LOS ANGELES - For the first time, researchers have shown that erectile dysfunction is a strong predictor of the likelihood that men will die of heart disease.
Men who suffer from the problem, which some consider more an emotional than a physical issue, are twice as likely to succumb from cardiovascular disease or heart attacks as those without the problem, German researchers reported yesterday in Circulation: Journal of the American Heart Association.
Researchers have known for years that there is a link between erectile dysfunction, commonly abbreviated as ED, and heart disease, said Dr. Sahil Parikh, an interventional cardiologist from University Hospitals Case Medical Center in Cleveland, who was not involved in the study. "But now there is pretty clear evidence that there is a substantially increased risk of heart attack and death when patients have erectile dysfunction," he said.
The results are probably not too surprising, said Dr. Robert Kloner, cardiologist at the University of Southern California's Keck School of Medicine, "because arteries in the penis are smaller, so atherosclerosis shows up there sooner," perhaps three to four years before the onset of heart disease.
The take-home message, both experts said, is that when a patient seeks treatment for ED, typically from a general practitioner, he should be given a full physical work-up and be referred to a cardiologist. "When they are treated aggressively early, we can prevent heart attacks and stroke and they can have many years added to their lives," Parikh said.
Existing guidelines for treating men with ED from the Princeton Consensus Conference state that "a man with ED and no cardiac symptoms is a cardiac (or vascular) patient until proven otherwise." Kloner, a co-author of those guidelines, said that when they are updated later this year, they will probably carry a stronger recommendation that patients with ED get a cardiovascular exam.
In the study, Dr.

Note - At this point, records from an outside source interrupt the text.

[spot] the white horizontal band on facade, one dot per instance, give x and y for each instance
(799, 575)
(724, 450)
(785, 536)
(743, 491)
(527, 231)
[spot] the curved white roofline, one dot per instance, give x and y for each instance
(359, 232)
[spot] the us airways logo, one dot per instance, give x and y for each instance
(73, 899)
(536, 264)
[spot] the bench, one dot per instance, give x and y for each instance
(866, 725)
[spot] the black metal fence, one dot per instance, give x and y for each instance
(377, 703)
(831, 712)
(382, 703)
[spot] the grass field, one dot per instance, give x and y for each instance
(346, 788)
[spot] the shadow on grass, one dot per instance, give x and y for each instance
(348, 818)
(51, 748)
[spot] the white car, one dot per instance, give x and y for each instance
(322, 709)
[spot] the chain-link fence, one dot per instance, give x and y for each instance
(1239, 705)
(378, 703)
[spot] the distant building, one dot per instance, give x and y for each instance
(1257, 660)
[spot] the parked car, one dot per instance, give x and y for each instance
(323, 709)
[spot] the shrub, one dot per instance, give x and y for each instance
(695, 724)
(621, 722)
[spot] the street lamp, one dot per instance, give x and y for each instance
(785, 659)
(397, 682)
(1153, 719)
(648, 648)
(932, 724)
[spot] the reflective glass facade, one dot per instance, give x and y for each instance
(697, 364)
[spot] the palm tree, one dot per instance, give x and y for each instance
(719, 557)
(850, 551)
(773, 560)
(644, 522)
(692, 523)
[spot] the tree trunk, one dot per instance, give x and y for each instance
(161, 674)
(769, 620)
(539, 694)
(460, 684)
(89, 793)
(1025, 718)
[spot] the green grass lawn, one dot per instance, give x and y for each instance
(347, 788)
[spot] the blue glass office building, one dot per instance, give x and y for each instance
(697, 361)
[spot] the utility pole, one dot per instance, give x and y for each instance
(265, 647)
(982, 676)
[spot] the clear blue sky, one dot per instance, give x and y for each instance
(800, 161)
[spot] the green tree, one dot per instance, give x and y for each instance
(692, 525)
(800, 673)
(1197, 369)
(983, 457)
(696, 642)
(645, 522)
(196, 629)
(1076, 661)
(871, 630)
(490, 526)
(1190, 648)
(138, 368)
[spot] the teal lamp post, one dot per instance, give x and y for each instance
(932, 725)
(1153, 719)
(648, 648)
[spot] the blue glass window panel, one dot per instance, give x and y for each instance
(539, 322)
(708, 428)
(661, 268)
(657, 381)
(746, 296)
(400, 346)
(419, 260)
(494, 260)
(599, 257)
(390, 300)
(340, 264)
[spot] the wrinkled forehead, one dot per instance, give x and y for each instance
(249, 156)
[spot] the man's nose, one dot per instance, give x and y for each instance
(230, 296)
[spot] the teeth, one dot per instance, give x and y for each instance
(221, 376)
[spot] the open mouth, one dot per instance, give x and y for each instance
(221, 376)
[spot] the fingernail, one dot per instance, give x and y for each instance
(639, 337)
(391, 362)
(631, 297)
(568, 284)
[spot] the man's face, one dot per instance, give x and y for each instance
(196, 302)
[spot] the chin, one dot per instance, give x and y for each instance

Michael Bohm, a cardiologist at Germany's University of Saarland, and his colleagues studied 1,519 men from 13 countries who were involved in a study of two drugs to treat cardiovascular disease.
A full 55 percent of the men had ED at the beginning of the trial, nearly double the normal incidence of about 30 percent in the population at large. In the five years of follow-up, men with ED were 1.9 times as likely to die of heart disease, twice as likely to have a heart attack, 1.2 times as likely to be hospitalized for heart failure and 1.1 times more likely to have a stroke. The risks increased with the severity of the ED.